Traditionally, ransomware crews have directly targeted IT systems using methods such as email attachments, phishing, and web scripts. Researchers such as Forescout are predicting the next generation of ransomware will be targeted directly through the Internet of Things (IoT) devices. Taking advantage of lax security, and directly attacking IT devices and operational technology (OT).
Researchers are developing protocols to test this for of ransomware, calling the new approach “Ransomware for IoT,” or R4IoT. The protocol relies on exploiting known vulnerabilities and configuration errors in IoT devices like routers and IP cameras to gain initial access to a network, after which an attacker could spread laterally to traditional IT devices and then an organization’s OT devices. At this time it “works at large-scale on a wide variety of devices impacted by TCP/IP stack vulnerabilities” and is not limited by operating systems or device type.
Be careful what you plug in
It’s the IP cameras, routers, and printers, PLCs (programmable logic controllers), and whatever else you have in terms of IoT and OT. Imagine tying them all together and you have a larger attack surface, that is very hard to patch, and very hard to manage for any security team.
The R4IoT test example study involved an IP camera that was incorrectly exposed to external connections. By exploiting a series of critical vulnerabilities to hijack the camera’s root directory, the security team were able to effectively turn it into a proxy server running a Remote Desktop Protocol cracker. That allowed them to steal credentials and gain access to a connected Windows machine.
Not only did this allow lateral deployment of a rogue’s gallery of malware like encryptors and crypto miners, but the execution of a custom network scanner, Memoria, that identifies “critical IoT/OT assets in the network that may contain critical vulnerabilities.” Memoria launches denial-of-service attacks against those devices, shutting down PLCs that control physical processes.
A blueprint for next-gen ransomware attacks
Although commercial ransomware crews are known to have discussed using IoT devices as an initial access vector, R4IoT’s methodology is unique.
Usually the farthest attackers can get is the typical Windows computer that manages those devices, which we usually call an engineering workstation, or a data historian, or something like that, which is a SCADA (supervisory control and data acquisition) system, which is kind of the interface between the OT and the rest of the organization. What the protocol tested does different is that when one of those devices is reached, the network is scanned for the level one (process control equipment) and take those offline.

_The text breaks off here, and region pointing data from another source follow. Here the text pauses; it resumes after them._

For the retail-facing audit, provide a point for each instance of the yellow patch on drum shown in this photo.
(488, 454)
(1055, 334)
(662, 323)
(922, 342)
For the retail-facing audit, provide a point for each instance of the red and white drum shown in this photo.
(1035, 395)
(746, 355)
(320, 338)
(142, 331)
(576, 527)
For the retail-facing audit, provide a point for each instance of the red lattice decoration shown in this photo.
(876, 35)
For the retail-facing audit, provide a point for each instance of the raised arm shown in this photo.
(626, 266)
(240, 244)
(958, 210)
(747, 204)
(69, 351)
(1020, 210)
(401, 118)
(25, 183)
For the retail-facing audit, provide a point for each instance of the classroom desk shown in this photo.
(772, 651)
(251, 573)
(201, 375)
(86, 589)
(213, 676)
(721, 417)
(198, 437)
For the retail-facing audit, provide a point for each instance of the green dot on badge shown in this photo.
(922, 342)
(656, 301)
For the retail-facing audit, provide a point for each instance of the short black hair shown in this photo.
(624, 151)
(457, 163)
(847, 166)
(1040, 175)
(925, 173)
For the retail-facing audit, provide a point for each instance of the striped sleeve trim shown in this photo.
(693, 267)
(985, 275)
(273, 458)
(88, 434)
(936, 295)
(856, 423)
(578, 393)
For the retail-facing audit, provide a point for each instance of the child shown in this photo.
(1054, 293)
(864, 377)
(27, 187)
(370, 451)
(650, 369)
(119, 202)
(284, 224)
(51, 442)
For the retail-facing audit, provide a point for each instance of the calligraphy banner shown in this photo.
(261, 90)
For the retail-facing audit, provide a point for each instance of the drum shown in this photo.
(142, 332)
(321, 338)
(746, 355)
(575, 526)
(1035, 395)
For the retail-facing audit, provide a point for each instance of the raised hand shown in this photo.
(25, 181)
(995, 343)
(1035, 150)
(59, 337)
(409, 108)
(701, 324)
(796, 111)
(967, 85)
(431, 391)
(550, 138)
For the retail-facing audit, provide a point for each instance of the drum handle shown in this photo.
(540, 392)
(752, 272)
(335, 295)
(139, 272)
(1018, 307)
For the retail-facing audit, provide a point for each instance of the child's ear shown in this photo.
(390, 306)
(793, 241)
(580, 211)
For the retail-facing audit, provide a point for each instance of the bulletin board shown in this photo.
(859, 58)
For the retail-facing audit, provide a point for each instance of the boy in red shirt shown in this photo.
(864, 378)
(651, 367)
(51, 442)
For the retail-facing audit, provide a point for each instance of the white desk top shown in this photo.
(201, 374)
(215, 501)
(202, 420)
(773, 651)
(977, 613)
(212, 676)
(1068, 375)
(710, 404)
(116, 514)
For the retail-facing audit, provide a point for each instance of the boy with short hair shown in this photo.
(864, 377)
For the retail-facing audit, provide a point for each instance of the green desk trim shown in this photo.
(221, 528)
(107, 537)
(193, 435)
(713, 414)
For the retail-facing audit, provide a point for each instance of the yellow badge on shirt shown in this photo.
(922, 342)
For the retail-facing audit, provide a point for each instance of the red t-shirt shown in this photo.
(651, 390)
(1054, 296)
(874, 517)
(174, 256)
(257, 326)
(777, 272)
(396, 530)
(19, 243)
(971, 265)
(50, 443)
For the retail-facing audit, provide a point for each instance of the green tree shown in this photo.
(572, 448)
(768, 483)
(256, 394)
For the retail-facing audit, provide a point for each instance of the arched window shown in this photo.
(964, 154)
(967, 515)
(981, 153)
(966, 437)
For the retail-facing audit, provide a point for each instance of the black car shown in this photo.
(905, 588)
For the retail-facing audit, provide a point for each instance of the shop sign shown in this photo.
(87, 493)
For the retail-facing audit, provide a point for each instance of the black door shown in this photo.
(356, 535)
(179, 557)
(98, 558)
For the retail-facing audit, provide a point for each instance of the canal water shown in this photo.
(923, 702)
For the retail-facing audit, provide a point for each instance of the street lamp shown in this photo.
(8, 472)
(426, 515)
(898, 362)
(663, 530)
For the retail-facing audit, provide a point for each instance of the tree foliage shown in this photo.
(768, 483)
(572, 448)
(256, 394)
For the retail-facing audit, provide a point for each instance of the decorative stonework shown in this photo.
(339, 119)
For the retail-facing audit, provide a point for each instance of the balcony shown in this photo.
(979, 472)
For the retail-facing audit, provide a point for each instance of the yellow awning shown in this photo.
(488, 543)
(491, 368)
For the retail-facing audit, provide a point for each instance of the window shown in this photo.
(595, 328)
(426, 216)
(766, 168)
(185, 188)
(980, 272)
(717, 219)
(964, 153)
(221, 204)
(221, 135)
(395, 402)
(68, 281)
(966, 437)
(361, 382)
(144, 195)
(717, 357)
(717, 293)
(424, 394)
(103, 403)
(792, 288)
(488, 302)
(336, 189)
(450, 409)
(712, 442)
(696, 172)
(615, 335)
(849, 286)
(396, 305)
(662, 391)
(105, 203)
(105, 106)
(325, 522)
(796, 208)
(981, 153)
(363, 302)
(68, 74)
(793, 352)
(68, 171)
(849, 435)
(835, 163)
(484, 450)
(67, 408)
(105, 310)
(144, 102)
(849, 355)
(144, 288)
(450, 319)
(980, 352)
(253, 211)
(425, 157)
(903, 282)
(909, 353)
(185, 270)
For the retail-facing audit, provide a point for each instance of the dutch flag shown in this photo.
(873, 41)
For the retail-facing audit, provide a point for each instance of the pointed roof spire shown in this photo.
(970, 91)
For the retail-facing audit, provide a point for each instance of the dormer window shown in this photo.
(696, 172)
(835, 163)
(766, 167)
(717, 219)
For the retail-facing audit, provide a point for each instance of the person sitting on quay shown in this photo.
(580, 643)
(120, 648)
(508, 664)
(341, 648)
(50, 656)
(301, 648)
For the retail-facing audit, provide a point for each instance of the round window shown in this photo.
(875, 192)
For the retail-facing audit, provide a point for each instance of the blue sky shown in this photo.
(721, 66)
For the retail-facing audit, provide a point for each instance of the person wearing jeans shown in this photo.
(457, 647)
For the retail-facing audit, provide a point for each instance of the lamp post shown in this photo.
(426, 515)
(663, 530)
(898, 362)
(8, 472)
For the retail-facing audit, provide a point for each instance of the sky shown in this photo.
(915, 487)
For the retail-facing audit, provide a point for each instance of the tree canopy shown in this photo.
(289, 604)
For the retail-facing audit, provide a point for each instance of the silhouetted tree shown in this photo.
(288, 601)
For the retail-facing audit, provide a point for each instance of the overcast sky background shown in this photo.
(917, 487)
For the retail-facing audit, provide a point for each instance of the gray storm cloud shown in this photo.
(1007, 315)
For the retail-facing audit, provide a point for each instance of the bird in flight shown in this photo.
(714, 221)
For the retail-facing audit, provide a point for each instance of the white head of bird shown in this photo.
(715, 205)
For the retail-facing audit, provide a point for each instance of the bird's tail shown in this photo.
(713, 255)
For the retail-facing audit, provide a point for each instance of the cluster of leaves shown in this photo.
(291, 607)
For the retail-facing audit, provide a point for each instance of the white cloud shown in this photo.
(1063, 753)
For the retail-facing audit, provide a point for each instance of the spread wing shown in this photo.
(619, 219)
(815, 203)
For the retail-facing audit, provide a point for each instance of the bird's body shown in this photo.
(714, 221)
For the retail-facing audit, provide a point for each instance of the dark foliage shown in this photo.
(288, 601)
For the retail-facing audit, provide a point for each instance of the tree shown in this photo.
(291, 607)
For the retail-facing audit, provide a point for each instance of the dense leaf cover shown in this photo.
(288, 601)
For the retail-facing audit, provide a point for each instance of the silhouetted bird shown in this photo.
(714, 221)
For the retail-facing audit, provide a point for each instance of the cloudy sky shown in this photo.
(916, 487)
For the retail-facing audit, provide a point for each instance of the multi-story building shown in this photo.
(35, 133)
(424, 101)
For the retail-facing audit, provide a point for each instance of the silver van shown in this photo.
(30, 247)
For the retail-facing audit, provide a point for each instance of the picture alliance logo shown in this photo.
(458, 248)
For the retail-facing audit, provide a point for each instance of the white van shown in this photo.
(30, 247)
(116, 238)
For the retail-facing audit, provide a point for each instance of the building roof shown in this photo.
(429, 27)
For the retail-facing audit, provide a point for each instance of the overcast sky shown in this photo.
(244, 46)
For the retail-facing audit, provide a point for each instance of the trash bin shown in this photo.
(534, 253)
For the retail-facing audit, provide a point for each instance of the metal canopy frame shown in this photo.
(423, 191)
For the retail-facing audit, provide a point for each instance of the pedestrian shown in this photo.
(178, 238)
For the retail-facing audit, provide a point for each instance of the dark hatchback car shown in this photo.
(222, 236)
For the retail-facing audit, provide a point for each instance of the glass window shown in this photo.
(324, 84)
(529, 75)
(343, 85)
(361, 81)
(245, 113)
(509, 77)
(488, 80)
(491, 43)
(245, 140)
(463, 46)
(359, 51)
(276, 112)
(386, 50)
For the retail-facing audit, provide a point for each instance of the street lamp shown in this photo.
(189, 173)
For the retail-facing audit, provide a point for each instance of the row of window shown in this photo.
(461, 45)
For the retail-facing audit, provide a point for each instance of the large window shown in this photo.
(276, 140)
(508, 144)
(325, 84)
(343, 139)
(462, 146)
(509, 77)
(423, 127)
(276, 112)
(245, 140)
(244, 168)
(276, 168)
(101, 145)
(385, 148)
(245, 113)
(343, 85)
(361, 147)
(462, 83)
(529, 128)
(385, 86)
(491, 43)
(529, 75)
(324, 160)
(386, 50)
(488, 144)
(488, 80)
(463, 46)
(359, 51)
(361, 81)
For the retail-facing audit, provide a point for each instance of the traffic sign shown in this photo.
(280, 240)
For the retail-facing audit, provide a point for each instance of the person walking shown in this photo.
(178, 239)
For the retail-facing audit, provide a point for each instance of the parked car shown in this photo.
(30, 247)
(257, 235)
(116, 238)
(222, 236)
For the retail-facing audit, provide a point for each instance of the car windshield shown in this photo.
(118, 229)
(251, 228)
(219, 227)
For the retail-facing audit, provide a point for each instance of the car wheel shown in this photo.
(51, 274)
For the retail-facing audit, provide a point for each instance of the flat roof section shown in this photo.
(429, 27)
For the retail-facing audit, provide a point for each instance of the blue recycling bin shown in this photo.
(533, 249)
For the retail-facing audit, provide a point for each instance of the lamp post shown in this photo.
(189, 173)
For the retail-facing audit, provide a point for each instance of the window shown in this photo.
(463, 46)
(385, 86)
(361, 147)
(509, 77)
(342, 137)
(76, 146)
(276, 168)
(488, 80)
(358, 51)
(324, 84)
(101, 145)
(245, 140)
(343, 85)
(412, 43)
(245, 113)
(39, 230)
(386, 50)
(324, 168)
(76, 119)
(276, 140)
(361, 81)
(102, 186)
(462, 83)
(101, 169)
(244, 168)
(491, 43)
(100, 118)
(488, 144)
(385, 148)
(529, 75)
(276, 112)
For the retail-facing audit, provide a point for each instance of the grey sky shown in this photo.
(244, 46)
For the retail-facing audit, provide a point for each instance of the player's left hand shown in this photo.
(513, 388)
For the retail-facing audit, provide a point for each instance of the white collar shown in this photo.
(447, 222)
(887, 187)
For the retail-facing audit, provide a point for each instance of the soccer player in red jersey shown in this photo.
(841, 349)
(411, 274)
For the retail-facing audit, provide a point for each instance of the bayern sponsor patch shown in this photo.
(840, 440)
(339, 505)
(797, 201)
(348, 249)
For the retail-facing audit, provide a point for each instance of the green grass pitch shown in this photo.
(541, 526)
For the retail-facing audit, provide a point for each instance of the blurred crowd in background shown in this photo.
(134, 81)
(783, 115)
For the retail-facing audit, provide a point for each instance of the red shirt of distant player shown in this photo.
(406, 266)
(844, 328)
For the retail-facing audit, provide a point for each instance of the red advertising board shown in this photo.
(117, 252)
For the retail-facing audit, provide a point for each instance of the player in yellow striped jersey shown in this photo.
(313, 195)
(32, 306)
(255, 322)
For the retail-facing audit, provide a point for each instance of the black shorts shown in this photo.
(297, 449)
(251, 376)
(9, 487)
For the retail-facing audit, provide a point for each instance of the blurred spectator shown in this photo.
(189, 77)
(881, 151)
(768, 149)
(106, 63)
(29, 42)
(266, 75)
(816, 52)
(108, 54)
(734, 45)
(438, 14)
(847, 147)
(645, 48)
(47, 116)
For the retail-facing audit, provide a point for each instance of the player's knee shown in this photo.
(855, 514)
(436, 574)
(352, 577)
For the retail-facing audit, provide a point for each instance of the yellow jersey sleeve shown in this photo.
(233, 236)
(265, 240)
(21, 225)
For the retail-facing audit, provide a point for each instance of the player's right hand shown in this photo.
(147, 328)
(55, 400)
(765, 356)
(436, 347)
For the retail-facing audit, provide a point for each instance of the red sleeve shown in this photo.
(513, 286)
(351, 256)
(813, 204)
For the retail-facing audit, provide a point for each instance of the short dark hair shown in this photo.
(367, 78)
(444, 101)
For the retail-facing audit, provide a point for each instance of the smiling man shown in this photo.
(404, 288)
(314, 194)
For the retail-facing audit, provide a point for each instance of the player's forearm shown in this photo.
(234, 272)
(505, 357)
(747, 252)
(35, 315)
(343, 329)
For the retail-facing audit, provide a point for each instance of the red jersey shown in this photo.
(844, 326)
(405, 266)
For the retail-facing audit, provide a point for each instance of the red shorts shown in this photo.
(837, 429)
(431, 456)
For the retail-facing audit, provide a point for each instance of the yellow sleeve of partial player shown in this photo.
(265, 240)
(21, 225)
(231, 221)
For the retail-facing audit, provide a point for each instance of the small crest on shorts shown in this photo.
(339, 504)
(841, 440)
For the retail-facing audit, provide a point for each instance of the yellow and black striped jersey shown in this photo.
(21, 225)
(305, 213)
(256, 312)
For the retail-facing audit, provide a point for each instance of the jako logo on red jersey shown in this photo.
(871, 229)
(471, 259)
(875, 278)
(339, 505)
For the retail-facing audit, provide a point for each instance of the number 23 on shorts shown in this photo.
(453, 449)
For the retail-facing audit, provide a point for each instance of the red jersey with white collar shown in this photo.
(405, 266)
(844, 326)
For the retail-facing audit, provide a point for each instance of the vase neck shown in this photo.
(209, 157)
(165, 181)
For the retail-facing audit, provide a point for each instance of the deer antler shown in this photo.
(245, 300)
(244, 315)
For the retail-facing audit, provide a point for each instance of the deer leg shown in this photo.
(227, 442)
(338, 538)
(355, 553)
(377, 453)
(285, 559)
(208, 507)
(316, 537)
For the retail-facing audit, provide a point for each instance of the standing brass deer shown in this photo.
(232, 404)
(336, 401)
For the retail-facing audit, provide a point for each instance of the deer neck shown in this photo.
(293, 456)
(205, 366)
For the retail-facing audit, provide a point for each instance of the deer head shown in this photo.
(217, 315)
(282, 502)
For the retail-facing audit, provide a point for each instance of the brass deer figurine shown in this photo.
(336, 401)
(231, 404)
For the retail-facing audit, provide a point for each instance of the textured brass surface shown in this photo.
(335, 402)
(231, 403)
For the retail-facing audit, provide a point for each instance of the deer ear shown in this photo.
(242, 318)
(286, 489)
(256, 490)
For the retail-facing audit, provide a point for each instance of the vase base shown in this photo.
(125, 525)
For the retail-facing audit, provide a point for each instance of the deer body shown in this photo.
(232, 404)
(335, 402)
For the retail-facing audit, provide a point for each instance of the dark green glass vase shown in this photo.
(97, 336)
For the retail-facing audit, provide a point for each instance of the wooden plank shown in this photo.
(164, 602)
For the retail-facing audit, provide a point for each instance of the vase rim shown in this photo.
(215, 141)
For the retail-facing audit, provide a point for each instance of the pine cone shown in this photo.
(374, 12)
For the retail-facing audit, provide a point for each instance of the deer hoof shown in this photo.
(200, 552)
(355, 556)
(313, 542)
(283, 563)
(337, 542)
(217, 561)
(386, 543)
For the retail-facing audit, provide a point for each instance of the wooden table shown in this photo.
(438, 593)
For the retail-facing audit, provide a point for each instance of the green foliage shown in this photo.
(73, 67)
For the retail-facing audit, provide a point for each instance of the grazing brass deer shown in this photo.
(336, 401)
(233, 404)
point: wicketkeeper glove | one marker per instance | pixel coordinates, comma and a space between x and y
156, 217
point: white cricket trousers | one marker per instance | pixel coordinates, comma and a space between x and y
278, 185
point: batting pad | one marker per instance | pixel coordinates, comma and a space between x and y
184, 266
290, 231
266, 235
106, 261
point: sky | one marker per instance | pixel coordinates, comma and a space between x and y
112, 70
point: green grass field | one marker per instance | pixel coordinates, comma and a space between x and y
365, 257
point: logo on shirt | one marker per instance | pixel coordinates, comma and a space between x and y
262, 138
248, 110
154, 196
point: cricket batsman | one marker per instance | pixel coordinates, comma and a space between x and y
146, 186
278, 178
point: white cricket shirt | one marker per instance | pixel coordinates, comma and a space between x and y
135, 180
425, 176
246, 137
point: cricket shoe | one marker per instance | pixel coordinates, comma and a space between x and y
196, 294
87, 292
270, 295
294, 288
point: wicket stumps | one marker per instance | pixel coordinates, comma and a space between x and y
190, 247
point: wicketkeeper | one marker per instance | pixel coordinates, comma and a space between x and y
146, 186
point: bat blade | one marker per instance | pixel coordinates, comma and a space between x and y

Ransomware attacks on IoT devices like the R4IoT attack approach could possibly be commoditized on the black market in the future. They are potentially much more disruptive to a company’s infrastructure than traditional phishing attacks. Organizations should have precautions to include IoT and OT devices in their patching, segmentation, and network monitoring strategies, or future attackers could have even more leverage to push ransom demands.
You have to rethink the whole security strategy, putting IoT and OT at the same level as IT.